Face bacon at Blue Hill. Photograph by Mr Thomas Schauer. Courtesy of Blue Hill
“Last year we spent a lot of time looking through our bins and we started finding new ways to use up waste,” says Mr Stevie Parle, who heads up Craft London in Greenwich. “These included crackers made of potato skins, spent coffee used as a seasoning, carrot tops as a herb and deep-fried fish bones as a delicious crunchy seasoning.” Some of these have proved so popular they’ve now been adopted across Mr Parle’s other restaurants.
Yet we’re a fussy bunch. A recent study claims that 1.4 million bananas are discarded in the UK every day due to minor bruises – and food waste can be a hard sell. “The obsession with having things perfectly shaped can result in a lot of unnecessary waste,” says Mr Parle. “We shouldn’t kid ourselves that it’s anything other than vanity to cut wonderful, often expensive ingredients into perfectly regular shapes just so it looks the way we imagine it should on the plate.”
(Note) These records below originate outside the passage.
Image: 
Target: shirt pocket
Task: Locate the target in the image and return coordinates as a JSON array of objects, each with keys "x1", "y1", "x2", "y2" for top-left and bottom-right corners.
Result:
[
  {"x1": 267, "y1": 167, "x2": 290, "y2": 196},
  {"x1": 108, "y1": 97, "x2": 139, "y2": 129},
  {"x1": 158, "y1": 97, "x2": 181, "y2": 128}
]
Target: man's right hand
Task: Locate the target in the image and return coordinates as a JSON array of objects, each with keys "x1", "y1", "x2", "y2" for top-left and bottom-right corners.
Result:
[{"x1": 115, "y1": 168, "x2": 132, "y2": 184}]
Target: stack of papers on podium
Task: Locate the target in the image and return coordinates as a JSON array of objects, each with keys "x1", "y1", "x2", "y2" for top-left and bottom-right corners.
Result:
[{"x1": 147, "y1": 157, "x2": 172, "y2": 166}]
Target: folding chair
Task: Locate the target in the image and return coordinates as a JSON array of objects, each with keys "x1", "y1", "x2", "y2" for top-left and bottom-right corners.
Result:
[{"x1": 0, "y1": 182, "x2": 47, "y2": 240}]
Rigatoni con pajata at Palatino. Photograph courtesy of Palatino
One of the challenges Mr Parle faces is normalising some of the more “out there” ingredients. When he launched the Italian-influenced Palatino earlier this year, he included a Roman dish called rigatoni con pajata on the menu, which is made from the often-discarded intestines of a milk-fed calf. “We spent almost as much time thinking about how to talk about this dish in a way that was honest and appetising as we did trying to use this unusual and delicious ingredient,” he says. “But every waiter got behind the dish and had their own way of talking about it and it’s now one of our best-sellers. A lot of it is about rebranding.”
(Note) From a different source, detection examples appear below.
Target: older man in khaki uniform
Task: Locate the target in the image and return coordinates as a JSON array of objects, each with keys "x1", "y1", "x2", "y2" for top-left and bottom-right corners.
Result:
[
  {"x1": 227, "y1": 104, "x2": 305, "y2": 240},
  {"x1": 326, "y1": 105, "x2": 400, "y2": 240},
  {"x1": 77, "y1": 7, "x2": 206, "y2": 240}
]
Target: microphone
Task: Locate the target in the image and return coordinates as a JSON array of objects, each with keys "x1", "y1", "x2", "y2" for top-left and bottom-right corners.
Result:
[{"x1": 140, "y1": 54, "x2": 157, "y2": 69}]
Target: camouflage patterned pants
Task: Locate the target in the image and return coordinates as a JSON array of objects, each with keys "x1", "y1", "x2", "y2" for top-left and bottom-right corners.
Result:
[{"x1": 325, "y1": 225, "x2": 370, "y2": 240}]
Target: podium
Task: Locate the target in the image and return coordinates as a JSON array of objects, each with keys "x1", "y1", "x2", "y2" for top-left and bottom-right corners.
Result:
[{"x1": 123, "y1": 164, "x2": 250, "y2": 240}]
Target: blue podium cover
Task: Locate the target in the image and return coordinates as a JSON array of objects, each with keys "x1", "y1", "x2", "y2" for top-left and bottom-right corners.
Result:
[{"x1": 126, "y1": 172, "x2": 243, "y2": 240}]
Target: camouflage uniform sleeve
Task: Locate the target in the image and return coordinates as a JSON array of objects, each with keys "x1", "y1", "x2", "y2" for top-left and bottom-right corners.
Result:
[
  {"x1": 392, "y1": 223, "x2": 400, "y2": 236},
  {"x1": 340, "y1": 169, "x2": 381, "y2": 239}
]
And so it seems, with London’s entrepreneurs proving there are many ways to skin a rabbit. Popular Thai barbecue restaurant Smoking Goat introduced Offal Mondays in March, bringing an under-appreciated part of Thailand’s culinary culture to the capital and breathing new life into unpopular cuts. Australian chef Ms Skye Gyngell has just opened TABLE, a community dining project that tackles food waste, at Somerset House in collaboration with Photo London, while soon-to-open destination hotel The Curtain signed up the team behind Trash Tiki to create a drinks menu that includes ingredients saved from the other operations in the venue. The Nixta Sour uses orgeat syrup made from leftover tortillas while the Tip Off Fizz uses rum flavoured with leftover mint and coriander stems. And then there are endless grass-roots initiatives giving a second life to discarded ingredients, including the community-run The People’s Fridge in Brixton, which has teamed up with small-plates restaurant Plot in Tooting, and Mr Massimo Bottura’s Food For Soul, which is pairing up with high-end restaurants to give discarded ingredients a second life.
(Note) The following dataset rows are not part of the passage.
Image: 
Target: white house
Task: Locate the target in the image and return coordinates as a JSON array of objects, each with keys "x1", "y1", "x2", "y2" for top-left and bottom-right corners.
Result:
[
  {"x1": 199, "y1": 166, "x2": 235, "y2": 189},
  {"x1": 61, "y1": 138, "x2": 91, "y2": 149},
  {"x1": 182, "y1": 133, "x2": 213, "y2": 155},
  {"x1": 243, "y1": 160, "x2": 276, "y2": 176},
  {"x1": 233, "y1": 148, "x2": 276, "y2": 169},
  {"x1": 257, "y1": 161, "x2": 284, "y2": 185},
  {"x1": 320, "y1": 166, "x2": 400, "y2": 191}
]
Tip Off Fizz at The Curtain’s Roosteria. Photograph courtesy of The Curtain
With pioneers such as Mr Barber and Mr Parle leading the charge, this could be the year that legitimises leftovers. Mr Barber claims people are increasingly open to experimenting with new ingredients, especially if there’s a compelling story behind them. His main desire, though – given the urgency of the situation – is that the conversation moves on. “I’d love for WastED to become obsolete,” he says of his headline-grabbing concept. “If we do our jobs right, in five years, or maybe 50, these overlooked ingredients will just be expected parts of our everyday eating.”